Capacity, speed, power and cost become critical factors in memory for AI/ML applications.
Designing memories for high-performance applications is becoming far more complex at 7/5nm. There are more factors to consider, more bottlenecks to contend with, and more tradeoffs required to solve them.
One of the biggest challenges is the sheer volume of data that needs to be processed for AI, machine learning or deep learning, or even in classic data center server racks.
“The designs get bigger, but the parasitics also get larger,” said Joy Han, senior principal product manager at Cadence. “The number of PVT (process, voltage and temperature) corners that are required to accurately characterize memory has gone up significantly.”
All of these issues speak to the heart of how system architects can squeeze more compute power out of the technology — whether it is 7nm or 5nm — and turn it into real compute power.
“There are bottlenecks in today’s architectures, mainly how you get all of the data between the memory and the compute,” said Magdy Abadir, vice president of marketing at Helic. “To solve this, there are many approaches. Some of them bring the memory in as close as possible to the CPU, which means that the data buses have to be very fast, and that solves a bit of the problem by not going off-chip all the time. However, you can’t pack all the memory you need inside the chip next to the CPU, so you still have to have a next-level hierarchy of the memory that’s sitting as close to the chip as possible.

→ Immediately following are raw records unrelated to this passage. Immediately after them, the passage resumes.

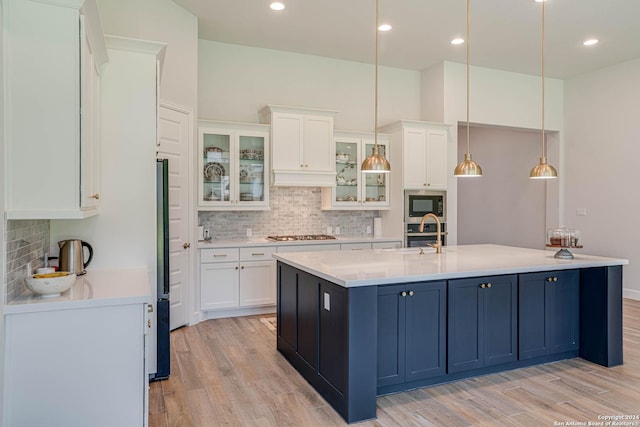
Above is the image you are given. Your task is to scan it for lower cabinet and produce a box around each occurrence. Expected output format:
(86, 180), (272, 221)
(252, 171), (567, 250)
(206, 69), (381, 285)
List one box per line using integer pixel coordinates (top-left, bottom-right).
(200, 246), (276, 310)
(447, 275), (518, 373)
(0, 303), (148, 427)
(377, 281), (447, 387)
(518, 270), (580, 360)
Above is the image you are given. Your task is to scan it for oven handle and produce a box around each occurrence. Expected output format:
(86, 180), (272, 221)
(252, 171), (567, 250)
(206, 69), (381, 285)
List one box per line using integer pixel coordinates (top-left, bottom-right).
(404, 231), (449, 236)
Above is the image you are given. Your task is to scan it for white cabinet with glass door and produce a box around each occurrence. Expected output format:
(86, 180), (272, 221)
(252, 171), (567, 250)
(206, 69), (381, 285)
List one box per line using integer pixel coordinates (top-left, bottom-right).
(322, 131), (389, 210)
(198, 120), (269, 210)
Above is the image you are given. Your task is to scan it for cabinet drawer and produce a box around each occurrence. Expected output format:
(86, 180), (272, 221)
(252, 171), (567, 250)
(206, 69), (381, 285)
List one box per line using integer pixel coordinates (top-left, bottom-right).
(240, 246), (276, 261)
(200, 248), (240, 263)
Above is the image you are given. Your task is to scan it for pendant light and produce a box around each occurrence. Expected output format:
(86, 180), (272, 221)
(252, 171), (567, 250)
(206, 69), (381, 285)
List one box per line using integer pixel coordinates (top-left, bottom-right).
(529, 0), (558, 179)
(360, 0), (391, 173)
(453, 0), (482, 178)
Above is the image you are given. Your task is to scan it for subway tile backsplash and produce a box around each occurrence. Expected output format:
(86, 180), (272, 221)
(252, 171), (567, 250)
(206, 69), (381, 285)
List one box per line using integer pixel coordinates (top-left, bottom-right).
(198, 187), (378, 239)
(4, 220), (50, 301)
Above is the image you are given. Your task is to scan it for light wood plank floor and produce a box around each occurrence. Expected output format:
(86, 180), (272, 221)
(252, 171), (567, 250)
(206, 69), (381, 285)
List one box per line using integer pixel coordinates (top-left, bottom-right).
(149, 300), (640, 427)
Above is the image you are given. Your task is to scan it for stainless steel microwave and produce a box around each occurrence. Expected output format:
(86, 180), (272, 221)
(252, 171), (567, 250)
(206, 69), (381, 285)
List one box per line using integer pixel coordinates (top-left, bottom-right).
(404, 190), (447, 224)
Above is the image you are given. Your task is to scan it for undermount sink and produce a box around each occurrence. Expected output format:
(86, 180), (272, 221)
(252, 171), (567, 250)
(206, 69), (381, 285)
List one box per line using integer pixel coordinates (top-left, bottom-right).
(384, 247), (436, 255)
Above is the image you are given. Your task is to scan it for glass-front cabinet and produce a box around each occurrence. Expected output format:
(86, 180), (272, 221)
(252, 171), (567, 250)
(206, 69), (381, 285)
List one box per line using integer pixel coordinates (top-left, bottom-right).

The capacities of these things are getting extremely high and are using esoteric technologies like stacked memories with TSVs.”
In many high-performance applications, the challenges from a system design standpoint revolve around how to get more bandwidth to fit in a reasonable area on the chip with a reasonable power profile. For example, high-bandwidth memory (HBM 2) is very efficient from a power and area standpoint because it uses 3D stacking technology, explained Frank Ferro, senior director of product management at Rambus.
But the tradeoff here is cost. HBM 2 is more expensive, and so far the primary applications of this technology are tied to some form of advanced packaging—2.5D or high-end fan-outs—which have been developed with high-performance in mind rather than cost. The alternative is some combination of DDRs and/or GDDRs, which can be combined to achieve more performance than a traditional DRAM solution, but they require a larger area and more chips.
Fig. 1: Samsung’s HBM2. Source: Samsung
“Do I use 5 or 10 DDRs or GDDRs or 1 HBM stack?” Ferro said. “What are the system tradeoffs, power tradeoffs and performance tradeoffs? It’s interesting because SerDes has been driving up to 56 or 112 GB, so there are all of these very high-speed links in the system and now you’re moving data very rapidly, but now you have to start to store it and process it very rapidly, too. As a result, we continue to see in the networking market and in the enterprise market [engineering teams asking] how to get more memory bandwidth to go with all this moving of data around.”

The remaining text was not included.